At about six months in, my Mom Cloraine, with work at 6am in the morning, three other kids to take care of, and church duties. She decided to ask if I could go live with a Christine, a family friend and her mother. They gladly accepted. I lived with them from the time I was a baby to to 6 years old. I called the two of them Mommy Christine and Mommy Monique. From what I can remember, my time time with them was good.

For first grade, I moved back with Mom Cloraine, her husband ‘Dad’, and ‘my siblings’. While I loved living and growing up with my family of origin, I felt like the outsider most of the time in the house. I tested the boundaries, had a bit of a temper, got disciplined but never really got the other side of things. Struggling to feel loved, to belong, and feel accepted was the hardest part of my childhood.

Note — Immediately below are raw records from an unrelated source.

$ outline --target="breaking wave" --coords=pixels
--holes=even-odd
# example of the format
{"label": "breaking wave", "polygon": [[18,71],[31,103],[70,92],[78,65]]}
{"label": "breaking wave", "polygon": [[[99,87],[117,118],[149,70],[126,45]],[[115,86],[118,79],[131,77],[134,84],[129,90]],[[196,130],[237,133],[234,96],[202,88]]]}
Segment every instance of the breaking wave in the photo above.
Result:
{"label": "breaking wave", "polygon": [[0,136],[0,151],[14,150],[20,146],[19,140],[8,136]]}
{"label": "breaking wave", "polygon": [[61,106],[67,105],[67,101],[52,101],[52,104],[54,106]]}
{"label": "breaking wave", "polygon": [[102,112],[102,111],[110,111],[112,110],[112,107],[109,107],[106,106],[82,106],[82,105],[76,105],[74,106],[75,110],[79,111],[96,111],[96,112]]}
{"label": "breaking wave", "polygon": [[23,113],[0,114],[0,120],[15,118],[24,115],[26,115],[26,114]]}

Mom Cloraine’s husband, was the only ‘Father” I had in my life but he was old school. By that I mean there was no affection. No hugs. No I Love You’s. No long conversations. Mom Cloraine, while she did her best to take care of me, it was mostly for my physical needs; food, shelter, clothes. While she loved serving the community and helping people, she and I struggled to connect lovingly.

If someone really wanted to get under my skin they’d tease me about our interactions. My ‘brother’ who was 5 years older, was the most closest sibling-type relationship I had at the time. He introduced me to music and singing. My older twin ‘sisters’ were grown and out of the house and doing their own thing by the time I was old enough to understand stuff.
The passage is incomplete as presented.